Le nouvel ordre du Net

Christine Tréguier  • 3 juillet 2008 abonné·es

Après la charte « Confiance Internet », le gouvernement poursuit sa mise en coupe réglée du réseau avec le fameux projet de loi « Internet & Création », le Plic, taillé sur mesure par et pour l’industrie des contenus, au détriment des fournisseurs et des internautes. Pourquoi tant de sollicitude pour un segment de marché bien inférieur à celui de l’économie numérique, qu’il pénalise ? Par principe, répond Nicolas Sarkozy : « C’est la France qui a inventé le copyright, et si nous continuons dans le système Internet tel qu’il fonctionne aujourd’hui, un jour ou l’autre, il n’y aura plus de création. » Principe repris par la docile Albanel, qui répète après lui : « situation d’urgence […] économie et création menacées […] proportions dramatiques […] pillage des œuvres […]. »
Partant de là, tous les coups sont permis pour obliger les internautes à consommer légal : filtrage, riposte graduée, sanctions pénales. Sauf que certains coups ne sont pas légaux, et le Conseil d’État a donné quelques directives, plus ou moins suivies : une riposte réellement graduée, un vrai recours judiciaire en cas de litige, des transactions négociables au lieu de la suspension sèche, et l’interdiction pour la nouvelle autorité Hadopi d’ordonner le filtrage. La ministre a choisi de ne pas publier cet avis, préférant le dire favorable, et une réécriture minimale du texte a été faite avant présentation au Conseil des ministres.

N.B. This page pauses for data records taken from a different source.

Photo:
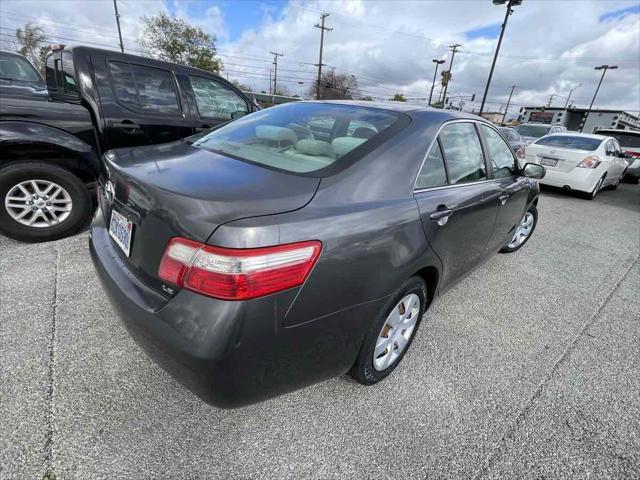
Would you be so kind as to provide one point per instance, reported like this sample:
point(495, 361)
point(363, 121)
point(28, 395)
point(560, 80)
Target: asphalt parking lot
point(530, 368)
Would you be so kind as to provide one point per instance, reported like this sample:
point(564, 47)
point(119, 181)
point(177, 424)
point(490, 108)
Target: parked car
point(19, 78)
point(288, 247)
point(530, 132)
point(98, 99)
point(578, 161)
point(629, 141)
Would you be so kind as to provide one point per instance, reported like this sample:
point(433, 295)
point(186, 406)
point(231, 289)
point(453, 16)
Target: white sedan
point(577, 161)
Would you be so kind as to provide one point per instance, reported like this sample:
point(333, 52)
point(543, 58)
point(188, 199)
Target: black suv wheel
point(41, 202)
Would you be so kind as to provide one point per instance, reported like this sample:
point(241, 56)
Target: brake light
point(237, 274)
point(592, 161)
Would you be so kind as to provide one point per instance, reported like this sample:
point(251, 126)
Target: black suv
point(50, 147)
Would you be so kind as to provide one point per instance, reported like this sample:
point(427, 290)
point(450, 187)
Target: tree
point(336, 86)
point(30, 37)
point(42, 59)
point(174, 40)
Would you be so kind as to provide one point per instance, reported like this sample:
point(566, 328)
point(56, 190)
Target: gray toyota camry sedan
point(304, 241)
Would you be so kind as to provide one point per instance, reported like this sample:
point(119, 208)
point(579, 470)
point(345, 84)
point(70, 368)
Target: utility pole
point(566, 104)
point(510, 4)
point(115, 7)
point(604, 69)
point(513, 87)
point(322, 30)
point(550, 99)
point(433, 84)
point(454, 49)
point(275, 72)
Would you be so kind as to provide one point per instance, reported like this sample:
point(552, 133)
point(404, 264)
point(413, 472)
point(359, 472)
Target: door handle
point(127, 125)
point(441, 216)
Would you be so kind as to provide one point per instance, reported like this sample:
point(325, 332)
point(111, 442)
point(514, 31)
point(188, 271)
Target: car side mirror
point(533, 170)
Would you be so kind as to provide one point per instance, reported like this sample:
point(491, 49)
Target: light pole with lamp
point(433, 84)
point(510, 3)
point(604, 69)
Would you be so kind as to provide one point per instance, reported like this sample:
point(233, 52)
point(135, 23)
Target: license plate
point(120, 230)
point(549, 162)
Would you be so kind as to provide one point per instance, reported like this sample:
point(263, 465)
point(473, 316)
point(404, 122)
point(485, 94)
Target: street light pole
point(433, 84)
point(604, 69)
point(513, 87)
point(510, 3)
point(570, 93)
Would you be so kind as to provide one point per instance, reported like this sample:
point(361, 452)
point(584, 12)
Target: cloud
point(549, 47)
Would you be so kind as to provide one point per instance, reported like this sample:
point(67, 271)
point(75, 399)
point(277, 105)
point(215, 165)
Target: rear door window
point(432, 174)
point(463, 153)
point(215, 100)
point(499, 153)
point(144, 89)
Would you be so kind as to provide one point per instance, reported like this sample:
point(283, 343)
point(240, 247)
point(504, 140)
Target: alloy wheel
point(523, 231)
point(396, 332)
point(38, 203)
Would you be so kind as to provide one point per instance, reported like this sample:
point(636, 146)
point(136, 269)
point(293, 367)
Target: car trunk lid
point(178, 190)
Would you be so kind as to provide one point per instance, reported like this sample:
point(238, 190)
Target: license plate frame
point(121, 231)
point(548, 161)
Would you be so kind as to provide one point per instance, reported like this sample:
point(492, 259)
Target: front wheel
point(391, 333)
point(523, 232)
point(41, 202)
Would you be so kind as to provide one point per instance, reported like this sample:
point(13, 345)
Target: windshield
point(18, 69)
point(536, 131)
point(301, 137)
point(566, 141)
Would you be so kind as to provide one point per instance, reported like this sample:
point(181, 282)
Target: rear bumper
point(229, 353)
point(581, 179)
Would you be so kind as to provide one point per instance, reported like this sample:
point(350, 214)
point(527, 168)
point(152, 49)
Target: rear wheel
point(523, 232)
point(41, 202)
point(391, 334)
point(592, 194)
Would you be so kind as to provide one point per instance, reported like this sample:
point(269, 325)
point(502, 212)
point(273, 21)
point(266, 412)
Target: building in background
point(493, 117)
point(572, 118)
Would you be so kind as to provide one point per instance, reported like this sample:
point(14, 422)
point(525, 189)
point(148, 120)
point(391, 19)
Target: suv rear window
point(569, 141)
point(287, 137)
point(629, 140)
point(532, 130)
point(144, 89)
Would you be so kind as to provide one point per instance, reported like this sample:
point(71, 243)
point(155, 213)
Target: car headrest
point(343, 145)
point(364, 132)
point(274, 133)
point(317, 148)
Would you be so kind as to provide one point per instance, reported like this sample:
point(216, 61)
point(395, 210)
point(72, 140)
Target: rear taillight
point(592, 161)
point(237, 274)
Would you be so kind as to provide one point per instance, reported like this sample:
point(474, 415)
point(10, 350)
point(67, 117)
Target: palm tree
point(30, 37)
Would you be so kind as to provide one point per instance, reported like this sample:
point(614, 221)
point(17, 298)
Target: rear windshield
point(628, 140)
point(303, 137)
point(18, 69)
point(570, 141)
point(532, 130)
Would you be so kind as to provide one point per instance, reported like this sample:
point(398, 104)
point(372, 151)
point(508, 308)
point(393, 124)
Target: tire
point(72, 204)
point(363, 370)
point(514, 245)
point(592, 194)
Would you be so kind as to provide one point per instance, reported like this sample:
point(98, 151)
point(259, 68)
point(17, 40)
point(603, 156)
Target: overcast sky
point(549, 47)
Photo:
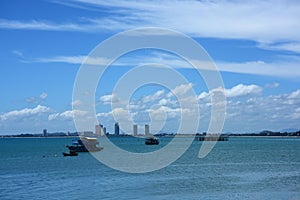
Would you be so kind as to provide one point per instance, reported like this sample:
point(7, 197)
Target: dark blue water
point(242, 168)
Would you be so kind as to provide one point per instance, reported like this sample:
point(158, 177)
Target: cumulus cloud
point(108, 99)
point(243, 90)
point(156, 96)
point(37, 99)
point(236, 91)
point(23, 113)
point(180, 90)
point(66, 115)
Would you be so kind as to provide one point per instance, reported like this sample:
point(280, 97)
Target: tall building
point(98, 130)
point(45, 132)
point(117, 129)
point(147, 129)
point(134, 129)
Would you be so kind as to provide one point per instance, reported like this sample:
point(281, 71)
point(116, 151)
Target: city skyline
point(257, 56)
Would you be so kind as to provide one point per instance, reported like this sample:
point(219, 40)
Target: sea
point(241, 168)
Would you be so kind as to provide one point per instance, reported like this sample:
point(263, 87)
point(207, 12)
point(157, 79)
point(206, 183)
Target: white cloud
point(108, 99)
point(180, 90)
point(74, 60)
point(156, 96)
point(252, 20)
point(26, 112)
point(66, 115)
point(43, 95)
point(294, 95)
point(37, 100)
point(76, 102)
point(243, 90)
point(236, 91)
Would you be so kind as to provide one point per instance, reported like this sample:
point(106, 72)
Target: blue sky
point(255, 45)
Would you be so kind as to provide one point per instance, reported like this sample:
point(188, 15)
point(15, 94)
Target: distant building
point(134, 129)
point(147, 129)
point(117, 129)
point(100, 130)
point(45, 132)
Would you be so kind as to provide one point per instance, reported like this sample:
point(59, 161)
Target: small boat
point(151, 141)
point(85, 144)
point(72, 153)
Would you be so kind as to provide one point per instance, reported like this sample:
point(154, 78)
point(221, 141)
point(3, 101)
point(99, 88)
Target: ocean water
point(241, 168)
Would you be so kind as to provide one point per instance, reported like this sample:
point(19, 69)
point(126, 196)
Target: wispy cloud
point(248, 109)
point(26, 112)
point(252, 20)
point(285, 67)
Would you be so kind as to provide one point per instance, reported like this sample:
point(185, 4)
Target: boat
point(85, 144)
point(151, 141)
point(72, 153)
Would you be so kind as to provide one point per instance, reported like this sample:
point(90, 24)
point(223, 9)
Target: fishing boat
point(85, 144)
point(151, 141)
point(72, 153)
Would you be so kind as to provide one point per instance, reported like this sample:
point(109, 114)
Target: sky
point(254, 44)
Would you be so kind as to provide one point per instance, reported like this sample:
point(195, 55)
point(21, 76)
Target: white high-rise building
point(147, 129)
point(99, 130)
point(134, 129)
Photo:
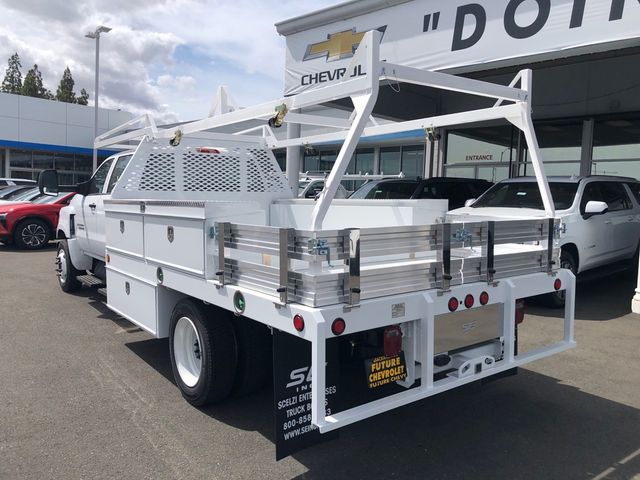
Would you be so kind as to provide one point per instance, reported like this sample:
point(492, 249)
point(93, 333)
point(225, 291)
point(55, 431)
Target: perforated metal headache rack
point(317, 267)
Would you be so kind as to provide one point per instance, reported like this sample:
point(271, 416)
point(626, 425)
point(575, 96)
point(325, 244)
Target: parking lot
point(87, 395)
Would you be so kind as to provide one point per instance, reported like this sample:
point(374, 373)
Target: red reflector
point(338, 326)
point(453, 304)
point(484, 298)
point(519, 311)
point(298, 322)
point(392, 341)
point(207, 150)
point(468, 301)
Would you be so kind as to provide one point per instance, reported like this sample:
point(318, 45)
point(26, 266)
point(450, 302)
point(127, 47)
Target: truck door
point(97, 232)
point(624, 222)
point(596, 230)
point(92, 208)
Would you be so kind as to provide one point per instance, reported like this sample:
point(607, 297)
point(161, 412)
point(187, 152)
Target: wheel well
point(42, 219)
point(573, 250)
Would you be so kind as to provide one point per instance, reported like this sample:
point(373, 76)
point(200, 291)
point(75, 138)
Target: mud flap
point(292, 393)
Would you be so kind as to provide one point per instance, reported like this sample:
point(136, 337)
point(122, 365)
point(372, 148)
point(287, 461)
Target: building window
point(72, 168)
point(491, 153)
point(616, 147)
point(408, 159)
point(485, 153)
point(560, 148)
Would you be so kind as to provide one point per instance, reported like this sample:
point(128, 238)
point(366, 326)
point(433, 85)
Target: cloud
point(165, 58)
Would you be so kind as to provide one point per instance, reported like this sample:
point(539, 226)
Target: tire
point(557, 299)
point(202, 345)
point(67, 273)
point(255, 359)
point(32, 234)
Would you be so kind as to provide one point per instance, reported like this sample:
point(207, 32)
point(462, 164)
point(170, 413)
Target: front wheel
point(32, 234)
point(203, 353)
point(557, 299)
point(67, 273)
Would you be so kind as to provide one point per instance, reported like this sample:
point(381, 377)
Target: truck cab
point(81, 223)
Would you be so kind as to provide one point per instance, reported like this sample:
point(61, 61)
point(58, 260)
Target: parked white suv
point(600, 215)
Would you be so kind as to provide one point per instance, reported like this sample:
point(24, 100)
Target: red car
point(30, 225)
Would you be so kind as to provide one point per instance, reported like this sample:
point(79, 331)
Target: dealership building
point(36, 134)
point(585, 57)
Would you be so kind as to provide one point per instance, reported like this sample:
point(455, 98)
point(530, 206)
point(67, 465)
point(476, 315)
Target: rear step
point(91, 281)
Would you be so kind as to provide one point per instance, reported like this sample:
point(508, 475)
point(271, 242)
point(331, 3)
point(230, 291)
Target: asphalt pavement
point(85, 394)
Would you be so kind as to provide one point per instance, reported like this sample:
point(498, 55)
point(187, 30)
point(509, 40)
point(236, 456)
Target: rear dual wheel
point(32, 234)
point(215, 354)
point(203, 353)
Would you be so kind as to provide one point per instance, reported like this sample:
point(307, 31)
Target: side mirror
point(48, 182)
point(594, 208)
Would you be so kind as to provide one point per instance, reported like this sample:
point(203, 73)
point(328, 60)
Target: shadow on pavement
point(525, 427)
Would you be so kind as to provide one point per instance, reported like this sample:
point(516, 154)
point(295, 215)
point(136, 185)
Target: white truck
point(368, 305)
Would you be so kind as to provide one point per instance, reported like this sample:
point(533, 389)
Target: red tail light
point(468, 301)
point(392, 341)
point(338, 326)
point(298, 322)
point(519, 311)
point(207, 150)
point(484, 298)
point(453, 304)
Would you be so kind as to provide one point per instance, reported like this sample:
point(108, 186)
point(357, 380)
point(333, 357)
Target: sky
point(164, 57)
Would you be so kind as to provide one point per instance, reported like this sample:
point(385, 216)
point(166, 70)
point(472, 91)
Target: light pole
point(96, 35)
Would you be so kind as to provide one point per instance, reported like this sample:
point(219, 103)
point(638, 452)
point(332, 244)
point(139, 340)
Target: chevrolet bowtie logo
point(337, 45)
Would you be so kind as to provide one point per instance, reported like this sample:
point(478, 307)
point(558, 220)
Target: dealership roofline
point(53, 148)
point(325, 16)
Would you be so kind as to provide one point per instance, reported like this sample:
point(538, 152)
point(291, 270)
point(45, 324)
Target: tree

La ministre et ses rapporteurs ne font pas plus cas des objections, pourtant argumentées, qui s’élèvent chaque jour. Certains parlementaires PS parlent d’ « illusion répressive » . Pour l’UFC, cette loi est « un monstre juridique, inacceptable pour les 15 millions de foyers connectés au haut débit ». L’Association des services Internet communautaires (Asic) dénonce une sanction (la suspension d’accès) qui aboutit à « interdire toute utilisation d’un vecteur de communication et d’expression devenu indispensable […]. » Le Groupement des éditeurs de services en ligne (Geste) « s’interroge sur l’absence totale de mesures en faveur de la diffusion des œuvres ».
À ce sujet, si on en croit la ministre, les consommateurs seraient « gagnants ». En effet, les producteurs et leurs diffuseurs en ligne seraient autorisés à attendre un an pour supprimer les dispositifs antipiratages (qui empêchent de télécharger mais aussi de lire les morceaux en ligne et les CD) et développer vraiment les plateformes de téléchargement légal sans verrous. Voilà un compromis tout à fait équitable… pour les pauvres auteurs et les ogres de l’industrie culturelle.